Scotland's chief medical officer has warned movement restrictions to halt the spread of coronavirus could last until June.

Dr Catherine Calderwood also said the virus was likely to peak in two to three weeks.

She warned "some sort of measures" were needed for "at least 13 weeks" to stop the spread of Covid-19

She said anything shorter risked the virus coming back adding that the the experience of other countries showed that strict measures were needed.

On Monday, new measures were announced to restrict all but essential movement.

 Dr Calderwood said: "I think we've seen really good evidence of people taking themselves back into their homes [and] not going out nearly as much this week."

She added that "disappointing sights" last weekend of people up hills and on beaches is "why we have really pushed for people to stay at home except for very essential shopping trips [and] a little bit of exercise once a day... but really not to see anyone if at all possible outside your own household"

"We've now had quite significant lockdown-type measure in the UK for a week, we know that we can tell whether that's making a difference within two weeks to three weeks so that modelling is being relooked at", she added.

Glasgow Times: Dr Catherine Calderwood said the boxes are helping to raise safe sleeping awareness. Photograph: Gordon Terris

She said the virus was likely to peak in two to three weeks.

 "We [will] have a peak, I think probably, at the same time across the UK but maybe of different size. London has been hit very hard, we’ve seen those numbers increase over the last number of weeks."

She said the rest of UK outside London might have lower peaks because there were currently fewer cases there.

Whe was "optimistic" the high projected death toll of the virus can be avoided if people stick with the restrictions put in place.

She said: "We would hope we are looking at a more optimistic level given the range of measures we have put in which are quite extreme and also given the level of compliance," she said.

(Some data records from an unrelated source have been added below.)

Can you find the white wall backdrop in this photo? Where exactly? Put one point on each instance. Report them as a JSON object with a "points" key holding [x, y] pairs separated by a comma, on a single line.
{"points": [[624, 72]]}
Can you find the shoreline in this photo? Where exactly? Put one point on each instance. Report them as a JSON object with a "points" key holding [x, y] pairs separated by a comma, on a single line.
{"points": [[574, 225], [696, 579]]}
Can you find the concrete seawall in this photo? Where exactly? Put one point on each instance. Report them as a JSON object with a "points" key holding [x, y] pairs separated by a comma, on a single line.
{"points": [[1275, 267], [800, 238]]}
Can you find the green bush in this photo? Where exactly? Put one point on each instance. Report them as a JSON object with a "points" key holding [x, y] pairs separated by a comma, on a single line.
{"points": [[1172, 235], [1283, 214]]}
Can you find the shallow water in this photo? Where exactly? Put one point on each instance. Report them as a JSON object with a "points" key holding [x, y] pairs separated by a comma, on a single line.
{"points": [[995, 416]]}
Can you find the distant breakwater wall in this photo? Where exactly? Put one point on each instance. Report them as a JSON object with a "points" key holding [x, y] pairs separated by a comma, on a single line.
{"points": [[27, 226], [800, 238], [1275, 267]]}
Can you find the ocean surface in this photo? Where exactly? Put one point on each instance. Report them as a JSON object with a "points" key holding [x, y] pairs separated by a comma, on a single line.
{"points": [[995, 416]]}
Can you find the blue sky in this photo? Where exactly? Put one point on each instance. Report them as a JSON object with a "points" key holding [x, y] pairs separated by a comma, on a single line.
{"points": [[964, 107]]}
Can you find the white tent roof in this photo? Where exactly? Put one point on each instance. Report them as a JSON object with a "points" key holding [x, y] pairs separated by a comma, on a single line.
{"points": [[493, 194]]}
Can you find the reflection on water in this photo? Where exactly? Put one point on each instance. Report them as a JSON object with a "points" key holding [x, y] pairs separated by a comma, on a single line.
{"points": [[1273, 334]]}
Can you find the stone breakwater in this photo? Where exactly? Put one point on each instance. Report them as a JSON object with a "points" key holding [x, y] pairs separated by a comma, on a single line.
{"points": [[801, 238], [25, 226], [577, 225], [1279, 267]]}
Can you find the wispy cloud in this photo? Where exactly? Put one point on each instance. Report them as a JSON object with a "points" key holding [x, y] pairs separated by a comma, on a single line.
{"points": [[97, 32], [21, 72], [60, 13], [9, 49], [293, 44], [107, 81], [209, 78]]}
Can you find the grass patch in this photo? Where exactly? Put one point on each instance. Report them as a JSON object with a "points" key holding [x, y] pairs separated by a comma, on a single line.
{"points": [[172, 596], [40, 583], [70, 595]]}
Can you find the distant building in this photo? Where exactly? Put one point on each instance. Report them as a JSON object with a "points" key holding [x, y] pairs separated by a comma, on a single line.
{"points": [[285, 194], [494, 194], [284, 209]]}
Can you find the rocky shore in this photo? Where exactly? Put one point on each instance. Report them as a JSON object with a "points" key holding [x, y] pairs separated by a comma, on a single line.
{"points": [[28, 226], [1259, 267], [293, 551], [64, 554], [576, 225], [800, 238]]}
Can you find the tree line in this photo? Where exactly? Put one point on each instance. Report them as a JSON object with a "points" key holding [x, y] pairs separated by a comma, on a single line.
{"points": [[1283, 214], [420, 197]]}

"We are very hopeful that that huge figure of 260,000 excess deaths is not going to be the reality."

And she told the BBC they were looking at "alternative" sites to add capacity similar to the Nightingale "field hospital" being built in London.

 "We’ve obviously cancelled our elective work that gives us more beds but we are looking at alternative facilities, like other parts of the country.

"We have doubled our ventilator capacity already and we have plans then to quadruple our existing capacity. Depending on how well these suppression measures work, we think we are coming close to having enough ventilators for the peak of the virus outbreak."

She said orders for ventilators were coming from countries across the world, saying that where they would be distributed across the four countries depended on "clinical need".